As I said in an offhand manner about a year or so ago, I bought the company that I used to work for. In my mind it was always working to that point; when I was presented with the opportunity to actually take over, well, to say I was pleased would’ve been a vast understatement.
It’s been hard. Very hard, in fact. I’ve lost a lot of sleep and I’ve made a lot of sacrifices in order to keep a roof above my head and keep my bills paid, not to mention keeping my customer-base of over 1,000 happy. In the end, though, I can certainly say it was all worth it.
Still fucking weird though.
I fix computers in people’s homes. It’s the part of the job I absolutely refuse to give up because sitting in an office staring out the window makes me go stir crazy and forces me to do something horrendous like take my pants off and crabwalk around my office while thrusting upward and claiming I’m a mentally defective Duff Man.
Sorry, sorry, I had to get one horrible image into my writing. It’s the unspoken rule.
Fixing things in someone’s home, especially their computer, offers an almost uncomfortably intimate look into people’s personal lives – one I would almost prefer to avoid. Don’t misunderstand, I don’t snoop – more often than not ridiculously personal information is right there on top.

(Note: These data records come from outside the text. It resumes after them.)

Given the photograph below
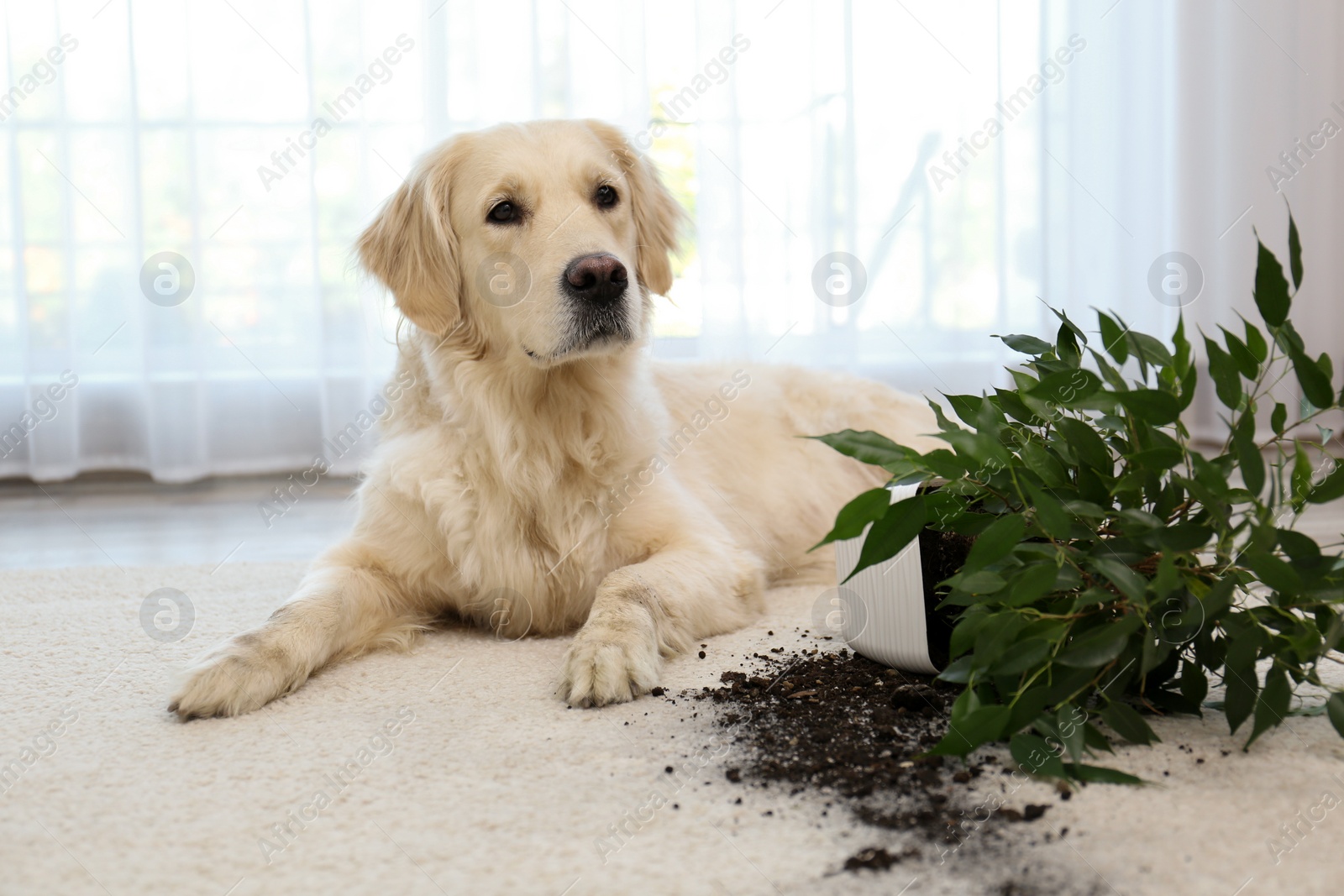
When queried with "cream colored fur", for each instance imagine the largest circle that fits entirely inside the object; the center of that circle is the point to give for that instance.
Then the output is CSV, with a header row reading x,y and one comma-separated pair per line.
x,y
537,485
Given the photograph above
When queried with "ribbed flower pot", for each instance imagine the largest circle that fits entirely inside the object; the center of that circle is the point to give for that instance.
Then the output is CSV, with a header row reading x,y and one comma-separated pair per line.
x,y
889,611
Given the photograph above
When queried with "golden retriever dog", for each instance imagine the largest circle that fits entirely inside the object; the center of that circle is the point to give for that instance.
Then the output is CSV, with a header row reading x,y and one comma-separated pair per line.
x,y
541,473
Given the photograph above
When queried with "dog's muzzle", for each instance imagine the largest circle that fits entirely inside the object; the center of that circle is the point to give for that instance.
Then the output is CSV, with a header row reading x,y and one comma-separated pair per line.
x,y
597,286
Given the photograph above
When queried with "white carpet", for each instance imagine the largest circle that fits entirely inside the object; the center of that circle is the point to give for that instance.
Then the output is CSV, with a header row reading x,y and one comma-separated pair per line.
x,y
492,786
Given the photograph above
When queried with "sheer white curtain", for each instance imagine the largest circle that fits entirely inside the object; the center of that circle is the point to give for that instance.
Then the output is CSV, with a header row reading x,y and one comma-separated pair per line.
x,y
969,159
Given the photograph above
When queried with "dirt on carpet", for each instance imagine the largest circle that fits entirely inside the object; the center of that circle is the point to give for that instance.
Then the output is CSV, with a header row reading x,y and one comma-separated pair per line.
x,y
855,732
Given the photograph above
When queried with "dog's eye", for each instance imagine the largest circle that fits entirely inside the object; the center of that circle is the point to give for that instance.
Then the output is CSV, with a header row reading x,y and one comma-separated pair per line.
x,y
503,212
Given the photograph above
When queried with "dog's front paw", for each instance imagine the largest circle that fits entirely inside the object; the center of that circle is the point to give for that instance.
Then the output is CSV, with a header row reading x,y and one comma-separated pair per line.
x,y
612,661
228,681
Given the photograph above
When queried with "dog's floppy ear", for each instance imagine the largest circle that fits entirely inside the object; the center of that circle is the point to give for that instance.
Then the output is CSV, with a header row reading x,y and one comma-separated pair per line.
x,y
658,217
412,248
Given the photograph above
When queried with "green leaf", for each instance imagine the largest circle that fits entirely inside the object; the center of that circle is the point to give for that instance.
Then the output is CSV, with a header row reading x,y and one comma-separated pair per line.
x,y
1089,446
1242,687
1335,708
1151,406
1121,575
1241,355
1272,705
1100,647
1294,251
1314,379
1247,454
1128,725
978,727
1045,464
1026,344
1050,513
996,542
1032,584
1100,774
1270,288
980,582
1227,380
1278,419
1300,547
1021,656
1256,342
1149,349
1068,726
1186,537
866,446
1273,571
1303,477
855,516
1194,683
893,532
1066,387
1113,338
1035,757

Oh, good, you’re cheating on your wife/husband with the plumber/nanny/guy down the street with an annoying fucking dog? Neat.
Cancer, huh? Keeping it a secret? Wonderful.
Erectile dysfunction? Getting it up IS a lot of hard work.
I was a lot prouder of that last pun than I should have been.
I know sexual preferences, fetishes, what color shoes they prefer, whether or not they like the Blacks/Jews/Mexicans and what political party they really are affiliated with but their awful naggy wife won’t shut up about Obama so they smile and nod so they can get at least a half-enthusiastic fuck at the end of the night.
Most of this, by the way, is gleamed from the first email that opens up when one opens Outlook up. It’s usually a response to something that was said. Otherwise it’s a cursory glance at AutoComplete/web history/bookmarks/things on the desktop. Or sometimes it’s Word documents left open that I don’t mean to look at but while closing and hitting no I get a jist of what was said and quietly cringe.
The key, however, is discretion. I’ll never name names and I’ll always pretend that I don’t know what I know simply because it’s none of my business – these are things that I, and by extension no one, should ever know.
Anyway. Next time I feel motivated I have quite a few stories from work that I feel the need to tell. Many of which I haven’t actually shared with the class, so if you happen to be reading this and are around me enough to know most of my stupid stories, get ready for some sexy new action that’ll knock various bits of clothing off… etc… far too lazy to finish this.
Whatever.
I’ll get back to you later.
Maybe later today after I’ve mellowed out.
Maybe.

STOP HITTING F5 YOU CREEP
I’m a fucking creep.
No, really, I am. I don’t know why people tolerate me. I mean, other than the inexhaustible wit and dashing good looks, there’s a very good chance I’m picturing the number of ways a few well-hung black men could shame you as you walk down the street in your stupidly tiny dress, giant sunglasses, and dopey smile down 63rd street as if you owned the place.
It struck me today that I haven’t had sex since the calendar read “2008″ on it and I had an annoying Brit whining about her life as I’m haphazardly jamming my dick in her. I realize this is a horrendously graphic statement and I’m quite positive no one wanted to know this about me; however you’re going to read it and enjoy it as if I were pumping you full of mescaline and threatening to tickle you.
I half considered finding a hooker one lonely night while browsing through Craigslist’s almost laughable “adult services” section. I believe however that I’m far too ADD for such a course of action. Knowing me and my dumb ADD-riddled ass I’d likely get tired of it after a few times. I shudder to think when I hit the point where I’m in the middle of a paid blowjob unable to shoot your load unless you think about someone else you’ve paid to blow you who did a better job of blowing you. Blimey, that’s lonely.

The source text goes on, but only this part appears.